All engines require air to function – “they need to aspirate,” which basically just means “take air in.” In a naturally aspirated engine, there is no mechanism that forces air into the engine, it’s all just physics of the combustion reaction itself, atmospheric pressure and the working of the engine. The engine takes in air in its own to compensate for pressure changes that happen as the engine operates normally.

Now, in an engine with forced aspiration, this is not what is happening. With forced aspiration, there is a mechanism attached to the air intake of the engine that artificially increases the pressure of air going into the engine. The intake mechanism essentially is forcing air into the engine, instead of relying on atmospheric pressure and engine combustion alone. There are two types of mechanisms used – superchargers and turbochargers. Both of them are basically specialized (often nautilus-shaped in cars) tube systems that attach to the air intake and force air into them. They’re basically air compressors.
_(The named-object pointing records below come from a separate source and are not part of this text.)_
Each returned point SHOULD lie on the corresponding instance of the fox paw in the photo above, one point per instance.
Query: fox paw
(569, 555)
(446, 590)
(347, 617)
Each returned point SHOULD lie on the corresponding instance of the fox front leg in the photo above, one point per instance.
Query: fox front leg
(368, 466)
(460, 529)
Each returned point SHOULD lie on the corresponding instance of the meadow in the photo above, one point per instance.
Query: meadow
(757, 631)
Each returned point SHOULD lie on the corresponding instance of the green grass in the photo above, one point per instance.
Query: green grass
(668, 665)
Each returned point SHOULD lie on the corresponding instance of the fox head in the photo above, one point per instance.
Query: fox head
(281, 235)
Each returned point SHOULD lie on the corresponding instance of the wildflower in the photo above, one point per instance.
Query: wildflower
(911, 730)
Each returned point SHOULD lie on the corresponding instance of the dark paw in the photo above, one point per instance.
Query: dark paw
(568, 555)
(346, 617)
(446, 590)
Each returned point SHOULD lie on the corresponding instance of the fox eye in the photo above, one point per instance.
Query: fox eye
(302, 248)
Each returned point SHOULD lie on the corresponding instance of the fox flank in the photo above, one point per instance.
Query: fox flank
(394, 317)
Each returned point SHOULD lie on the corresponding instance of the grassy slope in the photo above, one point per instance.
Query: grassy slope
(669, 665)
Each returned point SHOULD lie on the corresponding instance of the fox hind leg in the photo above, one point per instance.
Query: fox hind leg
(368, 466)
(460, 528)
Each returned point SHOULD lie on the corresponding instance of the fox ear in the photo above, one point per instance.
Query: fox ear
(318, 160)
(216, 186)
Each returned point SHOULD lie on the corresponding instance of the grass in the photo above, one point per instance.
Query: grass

With a supercharger, the air compressor is essentially driven by the engine itself, meaning some spare engine power runs the compressor to increase the intake pressure. The supercharger itself is normally connected to the crankshaft by means of a belt system. The supercharger’s power – and thus its compression strength – is also fixed in strength, depending upon engine power, meaning the harder the engine is working/the more power it’s putting out, the harder the supercharger works. More power from the engine, more power to the supercharger, and so on.
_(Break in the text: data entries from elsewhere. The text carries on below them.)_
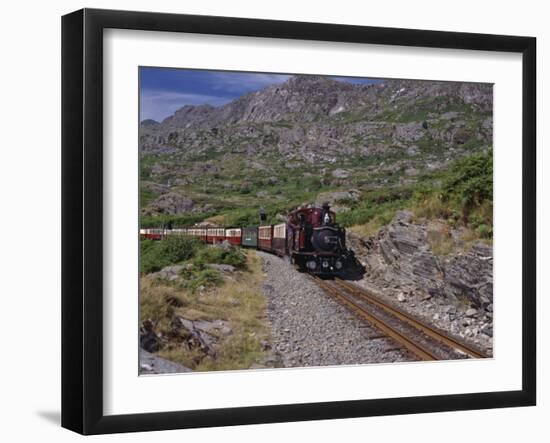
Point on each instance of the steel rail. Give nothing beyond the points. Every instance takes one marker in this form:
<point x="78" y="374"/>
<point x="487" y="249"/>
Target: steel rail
<point x="420" y="351"/>
<point x="431" y="331"/>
A turbocharger is very similar mechanically to a supercharger – a mechanism is attached to the intake that forces air into the engine. However, whereas a supercharger is connected to the engine by means of a belt, and thus its compressive power increases as engine power increases in a linear fashion, a supercharger is powered by engine exhaust gases instead. Instead of their being a belt or gear system connecting the intake mechanism to the rngine, engine exhaust is pushing the intake mechanism to drive it. In this way, a turbocharger also increases motor power non-linearly – the harder the turbo works, the more compressed the intake air is, which means that the exhaust gases are pushed out at higher pressure, increasing the strength of the compressor. This turns into a feedback loop as engine operation increases, thus increasing exhaust gas pressure, and around it goes. Because of how a turbocharger works, it provides more power to the engine the harder the engine is working, which differs from a supercharger. This is why you can drive a car with a turbo “under the turbo” – a you’re not running the engine hard enough at low RPMs or during normal driving to increase exhaust gas pressure enough to drive the turbo hard enough to increase power. A supercharger can’t do that – for any given engine output, the supercharger provides a fixed amount of additional compression.

Turbochargers and superchargers are used on cars to increase engine power and efficiency. However, on planes they’re used to allow them to fly at high altitudes where the atmospheric pressure is not high enough and the air is thin enough that the engine can’t get enough oxygen to work. Using a super or turbocharger increases the amount of oxygen and pressure, allowing the engine to function normally.